From: Hemant Kumar <hemantk@codeaurora.org>
To: Paul Davey <Paul.Davey@alliedtelesis.co.nz>,
"quic_jhugo@quicinc.com" <quic_jhugo@quicinc.com>,
"bbhatt@codeaurora.org" <bbhatt@codeaurora.org>,
"loic.poulain@linaro.org" <loic.poulain@linaro.org>,
"manivannan.sadhasivam@linaro.org"
<manivannan.sadhasivam@linaro.org>
Cc: "linux-arm-msm@vger.kernel.org" <linux-arm-msm@vger.kernel.org>
Subject: Re: bus: mhi: parse_xfer_event running transfer completion callbacks more than once for a given buffer
Date: Thu, 2 Sep 2021 14:49:37 -0700 [thread overview]
Message-ID: <832109c4-9b38-4bc9-1b5c-aa43deae74d4@codeaurora.org> (raw)
In-Reply-To: <bbac581950a84aef245abff92660fd7c2b977d16.camel@alliedtelesis.co.nz>
Hi Paul,
On 8/31/2021 10:17 PM, Paul Davey wrote:
> On Fri, 2021-08-27 at 16:51 +1200, Paul Davey wrote:
>> On Thu, 2021-08-26 at 09:54 -0600, Jeffrey Hugo wrote:
>>> On 8/23/2021 12:47 AM, Paul Davey wrote:
>>>> Hi Hemant, Jeffery
>>>>
>>>> I have some more information after some testing.
>>>>
>>>>>> Do you have a log which prints the TRE being processed?
>>>>>> Basically i
>>>>>> am
>>>>>> trying understand this : by the time you get double free
>>>>>> issue,
>>>>>> is
>>>>>> there
>>>>>> any pattern with respect to the TRE that is being processed.
>>>>>> For
>>>>>> example
>>>>>> when host processed the given TRE for the first time with
>>>>>> RP1,
>>>>>> stale
>>>>>> TRE
>>>>>> was posted by Event RP2 right after RP1
>>>>>>
>>>>>> ->RP1 [TRE1]
>>>>>> ->RP2 [TRE1]
>>>>>>
>>>>>> or occurrence of stale TRE event is random?
>>>>
>>>> [...]
>>>
>>
>> Secondly we saw the following pattern in completion events:
>>
>> mhi mhi0: (IP_HW0_MBIM-Up) Completion Event code: 2 length: 5e2 ptr:
>> 7c4004e0
>> mhi mhi0: (IP_HW0_MBIM-Up) Completion Event code: 2 length: 5e2 ptr:
>> 7c400520
>> mhi mhi0: (IP_HW0_MBIM-Up) Completion Event code: 2 length: 5e2 ptr:
>> 7c4004c0
>> mhi mhi0: (IP_HW0_MBIM-Up) Completion Event code: 2 length: 5e2 ptr:
>> 7c4004b0
>> mhi mhi0: (IP_HW0_MBIM-Up) Completion Event code: 2 length: 5e2 ptr:
>> 7c4004a0
>>
>> Here we can see that instead of a completion event for 7c4004d0 we
>> have
>> one for 7c400520 which is significantly ahead of the other point and
>> from the list of TREs I store in mhi_gen_tre I suspect that 7c400520
>> is
>> the next TRE to be used in the TRE ring at this time, as the other
>> information shows it would be the oldest entry in that list.
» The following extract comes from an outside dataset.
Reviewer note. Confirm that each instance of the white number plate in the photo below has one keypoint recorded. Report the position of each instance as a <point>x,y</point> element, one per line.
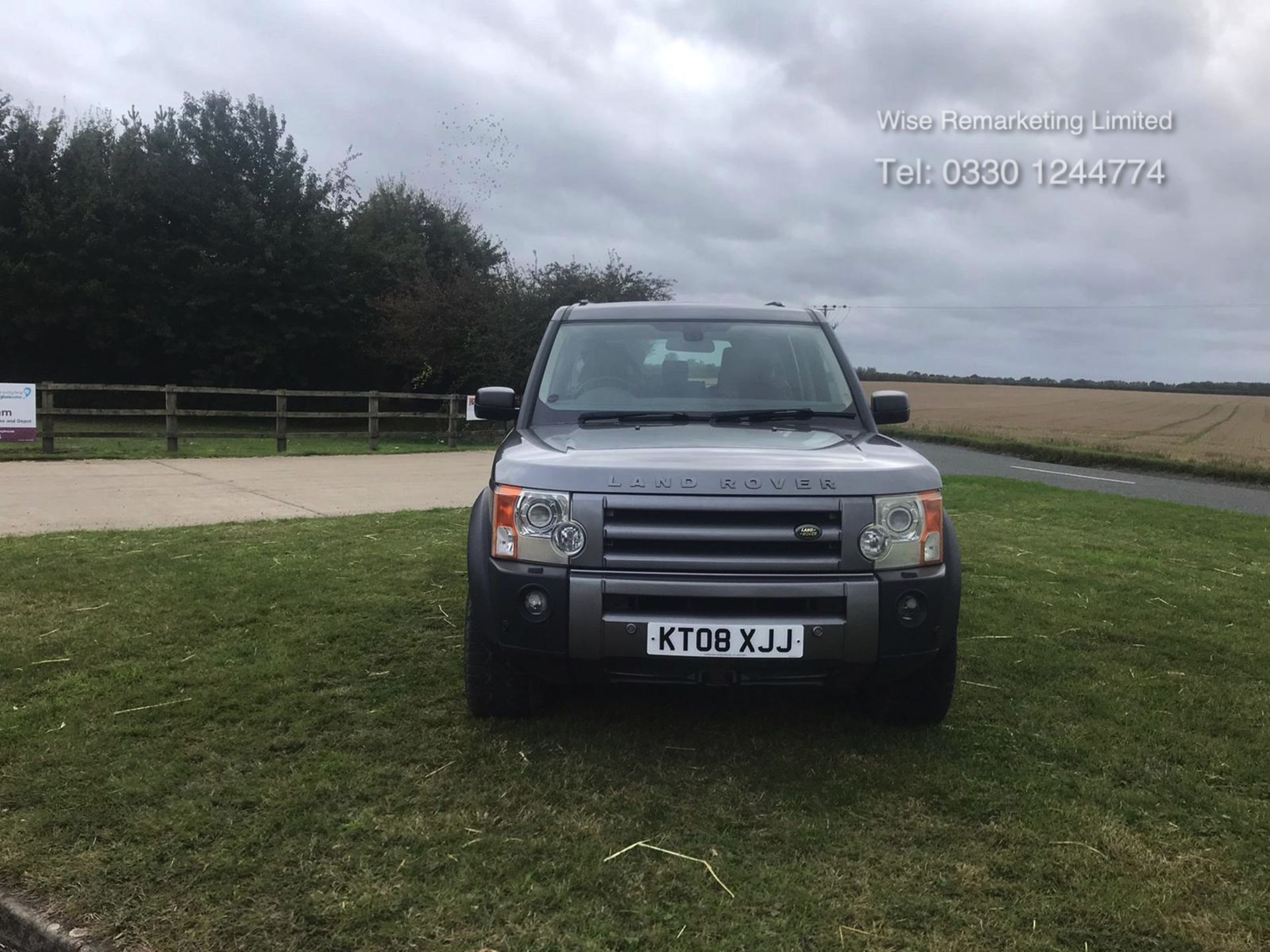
<point>726,640</point>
I am
>> not
>> sure what could have caused this but this is a different case to the
>> modem repeating the same TRE in a completion event.
>>
>
>
> I have considered the code further, and while I have seen cases of
> identical TRE completion events occurring, I do not think these result
> in the double free case because if the event is actually the same as
> the last one then the new dev_rp which parse_xfer_event will attempt to
> advance the local_rp to will already be equal to the local_rp and the
> whole loop will be skipped in the first place. The troublesome
> behaviour comes from the case I describe above where a jump to a
> "future" TRE's completion event seems to occur followed by a
> continuation of the order, this results in the tre_ring rp being
> advanced to that future TRE and then the next completion event
> following the previous ordered pattern would be before that rp location
> and the loop will run through the entire tre_ring to reach the new rp
> location.
>
>
> I do have another question though, the driver code seems to in some
> cases take the mhi_chan->lock when updating the doorbell register, but
> not when queueing new transfers. What is the actual purpose of this
> lock and why does it seem so inconsistently used? Is there any chance
> that some of my problems may be the result of queueing new transfers
> racing somehow with completion event processing?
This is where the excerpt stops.